Harvard Management Company cut its Bitcoin ETF holdings by more than 20% in the fourth quarter while launching its first ever investment in an Ethereum ETF.
Harvard Management Company trimmed its exposure to Bitcoin exchange traded funds during the fourth quarter, according to a recent 13F filing with the US Securities and Exchange Commission. At the same time, it initiated its first publicly disclosed position in an Ethereum ETF, signaling a shift in how the Ivy League endowment is positioning itself in digital assets.
The filing shows that as of Dec. 31, Harvard held a combined $352.6 million in exchange traded funds tied to the two largest cryptocurrencies by market value.
According to the SEC filing, Harvard held 5.35 million shares of BlackRock’s iShares Bitcoin Trust, valued at $265.8 million at the end of the quarter. This represents a reduction of 1.48 million shares compared with the previous quarter, when the endowment reported 6.81 million shares worth $442.8 million.
The move amounts to a cut of more than 20% in its Bitcoin ETF holdings over the three month period.
Even after the reduction, Bitcoin ETFs remain Harvard’s largest publicly disclosed equity investment. The $265.8 million position exceeds its reported stakes in major technology companies including Alphabet, Microsoft, and Amazon.
While reducing Bitcoin exposure, Harvard simultaneously built a new position in BlackRock’s iShares Ethereum Trust. The endowment acquired 3.87 million shares valued at $86.8 million.
This marks Harvard’s first publicly disclosed investment in an exchange traded fund tracking Ethereum, the second largest cryptocurrency by market capitalization. The move signals diversification within its digital asset strategy rather than a full retreat from the crypto market.
The portfolio adjustments came during a highly volatile stretch for cryptocurrency markets.
Bitcoin peaked at roughly $126,000 in October 2025 before falling to $88,429 by Dec. 31. Ethereum declined about 28% over the same quarter. More recently, Bitcoin has traded near $68,600, while Ethereum has hovered around $1,900.
Image Credit – CoinGecko.com
The downturn has drawn scrutiny from some academics. According to reporting by The Harvard Crimson, Andrew F. Siegel, emeritus professor of finance at the University of Washington, described the Bitcoin investment as “risky” and noted it was down 22.8% year to date. Siegel added that the risk of bitcoin is “partly due to its lack of intrinsic value.”
Avanidhar Subrahmanyam, a professor of finance at UCLA, also raised concerns about the endowment’s strategy. He wrote that adding Ethereum amplifies his reservations and described cryptocurrency as an unproven asset class where valuation methodology remains unclear. He added that his earlier skepticism toward Harvard’s Bitcoin investment had been validated by subsequent performance.

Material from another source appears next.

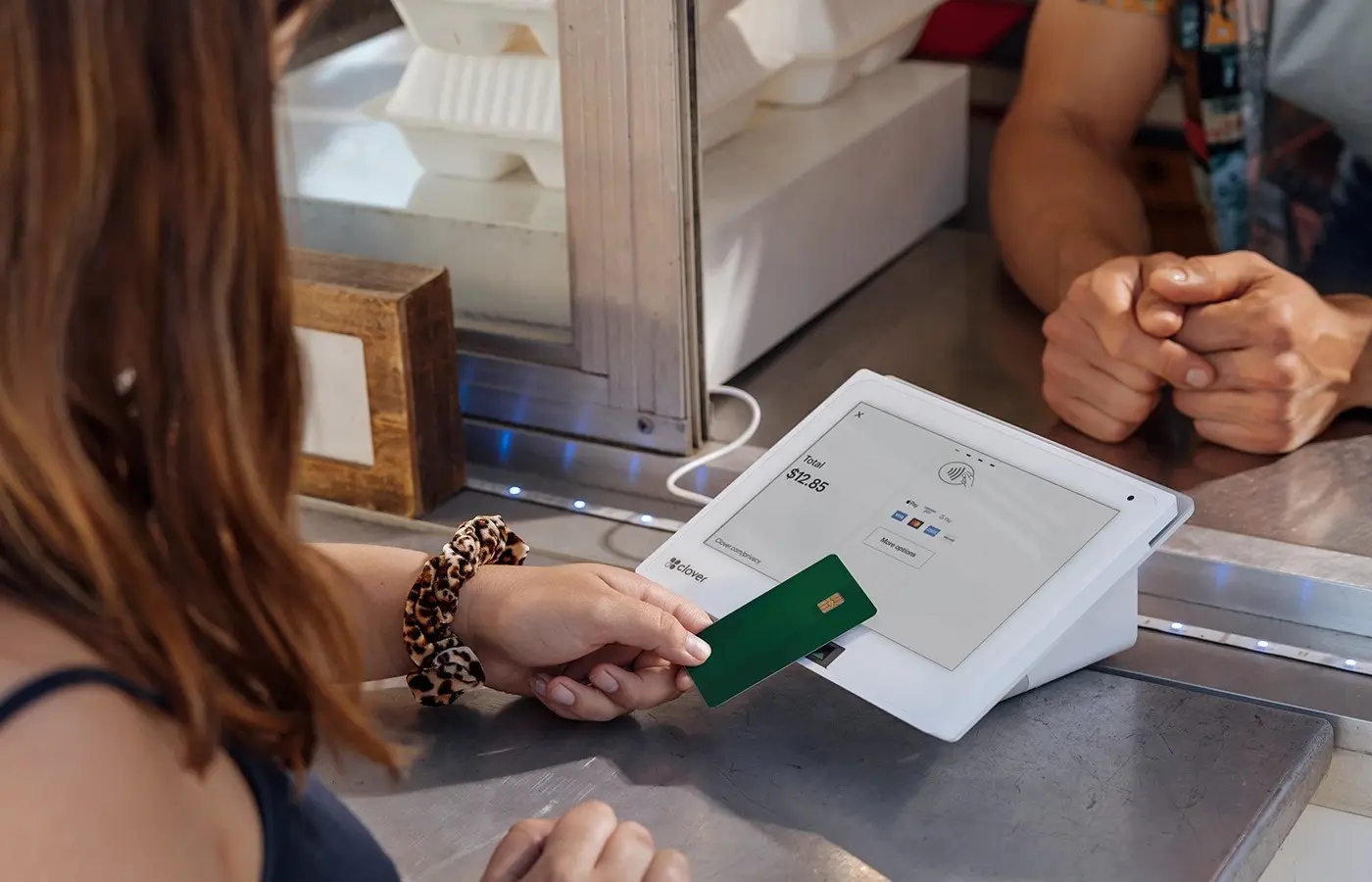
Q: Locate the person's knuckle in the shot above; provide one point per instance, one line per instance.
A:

Harvard’s combined crypto ETF exposure remains substantial at $352.6 million. The decision to cut Bitcoin while initiating an Ethereum position suggests a rebalancing strategy rather than a withdrawal from digital assets.

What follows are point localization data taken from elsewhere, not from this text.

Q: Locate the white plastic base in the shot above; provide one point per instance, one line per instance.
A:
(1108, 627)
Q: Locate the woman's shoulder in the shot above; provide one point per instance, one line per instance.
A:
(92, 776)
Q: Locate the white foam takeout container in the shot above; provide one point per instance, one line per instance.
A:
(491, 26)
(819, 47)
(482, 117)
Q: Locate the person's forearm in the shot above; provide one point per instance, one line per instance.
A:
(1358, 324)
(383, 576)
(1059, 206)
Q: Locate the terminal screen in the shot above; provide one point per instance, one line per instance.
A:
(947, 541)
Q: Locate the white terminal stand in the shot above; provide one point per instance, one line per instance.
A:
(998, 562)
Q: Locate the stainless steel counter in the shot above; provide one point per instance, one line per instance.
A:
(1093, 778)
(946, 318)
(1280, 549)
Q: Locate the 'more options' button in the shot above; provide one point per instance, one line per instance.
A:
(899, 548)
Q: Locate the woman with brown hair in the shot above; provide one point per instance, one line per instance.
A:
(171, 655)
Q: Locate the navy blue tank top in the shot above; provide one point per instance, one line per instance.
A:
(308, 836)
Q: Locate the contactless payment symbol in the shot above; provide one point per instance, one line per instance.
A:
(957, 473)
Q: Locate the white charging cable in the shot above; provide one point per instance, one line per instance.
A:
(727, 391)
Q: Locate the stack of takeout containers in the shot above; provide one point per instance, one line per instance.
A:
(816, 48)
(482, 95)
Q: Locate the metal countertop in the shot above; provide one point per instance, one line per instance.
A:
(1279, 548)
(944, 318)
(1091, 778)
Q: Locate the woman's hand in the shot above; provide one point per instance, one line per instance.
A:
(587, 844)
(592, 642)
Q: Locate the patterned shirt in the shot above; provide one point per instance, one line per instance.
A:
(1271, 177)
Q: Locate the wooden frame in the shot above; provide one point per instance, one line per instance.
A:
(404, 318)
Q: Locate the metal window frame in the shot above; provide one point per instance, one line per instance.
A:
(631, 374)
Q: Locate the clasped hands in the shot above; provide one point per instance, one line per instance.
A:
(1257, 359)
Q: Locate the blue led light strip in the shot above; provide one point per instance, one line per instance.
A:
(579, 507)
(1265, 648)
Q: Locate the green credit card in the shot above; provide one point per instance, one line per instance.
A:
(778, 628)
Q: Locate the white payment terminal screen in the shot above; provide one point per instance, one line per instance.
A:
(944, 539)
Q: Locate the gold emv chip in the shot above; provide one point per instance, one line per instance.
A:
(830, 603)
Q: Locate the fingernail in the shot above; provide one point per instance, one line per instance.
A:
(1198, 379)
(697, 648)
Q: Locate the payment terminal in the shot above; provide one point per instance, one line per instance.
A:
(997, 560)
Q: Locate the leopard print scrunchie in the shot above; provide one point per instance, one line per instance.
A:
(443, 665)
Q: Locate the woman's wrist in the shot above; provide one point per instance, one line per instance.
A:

The fact that Bitcoin continues to stand as the endowment’s largest publicly disclosed holding underscores that Harvard remains meaningfully exposed to the sector despite market volatility.

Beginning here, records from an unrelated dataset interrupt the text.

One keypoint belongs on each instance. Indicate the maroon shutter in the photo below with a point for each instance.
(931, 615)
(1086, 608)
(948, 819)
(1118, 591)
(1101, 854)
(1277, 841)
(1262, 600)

In my view, this is not a retreat from crypto. It looks more like a calculated portfolio adjustment during a turbulent market cycle. I have seen institutional investors rebalance after sharp price swings, and this move fits that pattern. Harvard is clearly not abandoning digital assets, but it is spreading risk across both Bitcoin and Ethereum.
I believe the bigger story here is institutional comfort with crypto ETFs. Even amid price drops and academic criticism, Harvard still holds hundreds of millions in exposure. That tells me digital assets are becoming a more permanent fixture in large endowment portfolios.